他们拳打脚踢,要不是远在尊磬郡的皇叔皇帝的旨意正好到了,估计两兄弟也要被打死了。
“你别管了,你便记住,不管发生了什么,一口咬死是他们欺负你,知道吗?哥哥不在身边,有人说你打你,你便哭,哭的越凶越好。”
“为啥?”
“有人会来的”轩辕意澜笑,九岁的孩子,透着一股算计。
如若这新登记的皇帝要杀了他们兄弟,自然不会留到现在,会将他们留到现在,自然有上面的人的计较。
父王母妃的仇他要报,不能守株待兔。与其坐等别人的施舍,不如自己闹出点事情,逼得上面的那位不得不出手。
“哥,那你呢?”啃着另一个鸭腿,哥哥说的话必须听,这是轩辕意云小脑子里自出生便带着的,“你去哪里呀?为啥不在我身边?”
“在你身边,但我怕我护不了你。”轩辕意澜深深的看了一眼身边的弟弟,今年自己九岁,这个弟弟比自己小了三岁,可如今,也就只有彼此相依为命了。

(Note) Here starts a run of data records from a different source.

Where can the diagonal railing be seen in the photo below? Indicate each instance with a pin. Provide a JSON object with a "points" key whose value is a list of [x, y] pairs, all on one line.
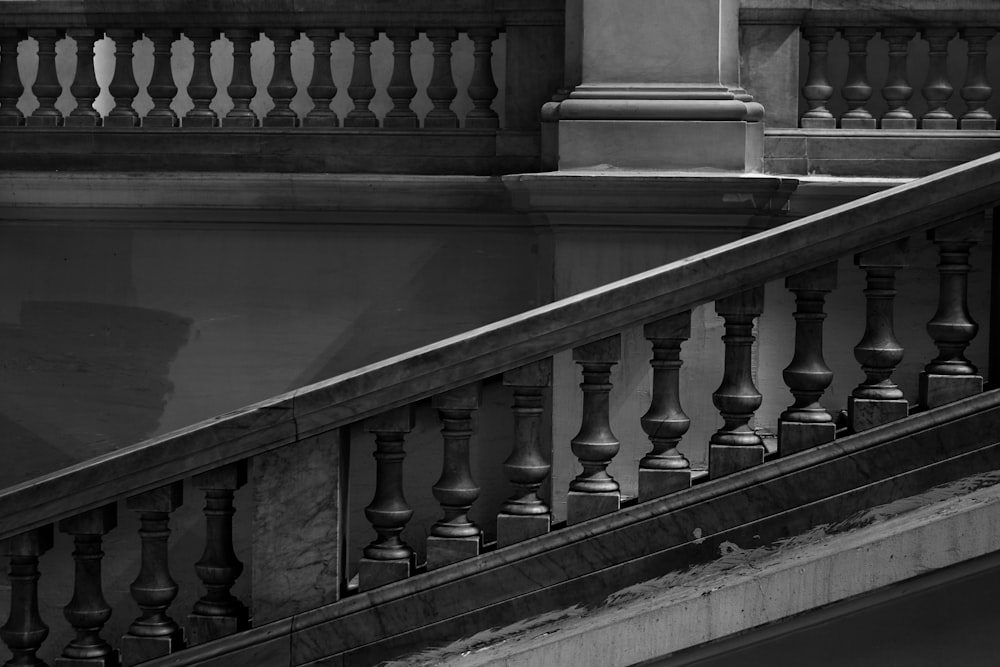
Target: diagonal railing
{"points": [[82, 499]]}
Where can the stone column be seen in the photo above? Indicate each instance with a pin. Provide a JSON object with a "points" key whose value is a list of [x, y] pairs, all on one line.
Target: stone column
{"points": [[660, 90]]}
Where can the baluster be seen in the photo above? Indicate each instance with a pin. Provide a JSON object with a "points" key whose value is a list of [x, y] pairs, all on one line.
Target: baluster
{"points": [[524, 515], [218, 613], [24, 631], [202, 88], [950, 376], [388, 558], [856, 90], [153, 634], [664, 469], [441, 89], [46, 87], [10, 80], [361, 88], [482, 87], [736, 446], [84, 88], [401, 88], [455, 537], [805, 423], [282, 87], [818, 90], [897, 90], [594, 491], [123, 86], [321, 88], [241, 89], [877, 400], [977, 91], [88, 611], [161, 88], [937, 89]]}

“你别离开我便好,呵呵。”白里透红还带着鸭腿的油腻,小小孩童笑的天真,“哥,你是不是还想着报仇?可谁是我们的仇人呢?”小小年纪,但记得住他哥说的每一句话。
“谁做了皇帝,谁便是那个人。”轩辕意澜低低的说着.
果然没几日,李骥临便带着一干家奴冲上了烈王府。
“这是王府,你们来干嘛?”轩辕意澜沉声叫着,将弟弟护在身后,若是以前,别说一个院子的下人,哪怕是外面的侍卫,也要跪地。而如今,今非昔比。
可也奇怪,轩辕兄弟也不束手就擒,倒是躲着猫猫的往大门冲,最后李骥临狗急跳墙了,让家奴围了王府,将两兄弟堵在了王府门口。
李骥临一脸愤怒,但看得出更多的是讥讽。
“还当自己是小世子呢,两个杂种,偷东西偷到姑爷爷头上啦!”暴怒的指着眼前的少年,李骥临今年也不过十七,再加上被自己娘亲宠的脑子里就一团草,也就想不到什么持强凌弱不可为的事儿了。
“我父王乃当今天子的兄长,我母妃乃大将军侄女,杂种?你是骂陛下还是骂大将军?”
“我没……”李骥临一口气被轩辕意澜堵回去,“他妈地,狗,混蛋!把东西交出来,交出来我饶你们不死。”
“交什么?哥,他们在说什么呀?”轩辕意云怯生生的说着,两只大眼睛里都是眼泪,看着就让人心疼。
“我也不知啊。”两兄弟在王府门前一搭一唱,“可能是这李家人看我王府没落,来找茬儿的吧。”
“放屁,你偷了东西还要倒打一耙?”
“我,我们偷了你什么啦?”轩辕意云奶声奶气的问,“你家侍卫那么多,我们怎么能投你的东西呢?而且你倒是说说,我们偷了你什么做了什么让你如此这般呢?”
“你……”说来词穷,亲印原本贴己的东西,若是说出去,无非打自己脸,印证了他李家祖宅防卫形同虚设,更加上这两兄弟用他的亲印去他平日里浪荡的地方借贷银子,更是哑巴黄连的苦。恼羞成怒,一不做二不休,“给我打,打的这兄弟两知道错!”
“少爷,不好吧。”还有几分清醒的下人提醒。
“打,打出事情老子负责!”可惜了狗屎脑子的李骥临,早就被两兄弟激的只有暴虐了。
“啊!”
一院子的成年人对着孩子,虽然都下不了手,可收人钱财与人消灾,便也有几个屠狗辈拿着棍子打砸。
原本还是对着屋子里的东西,渐渐的,开始往两个世子身上招呼,而轩辕意澜护着弟弟,将小小孩童护在怀抱里。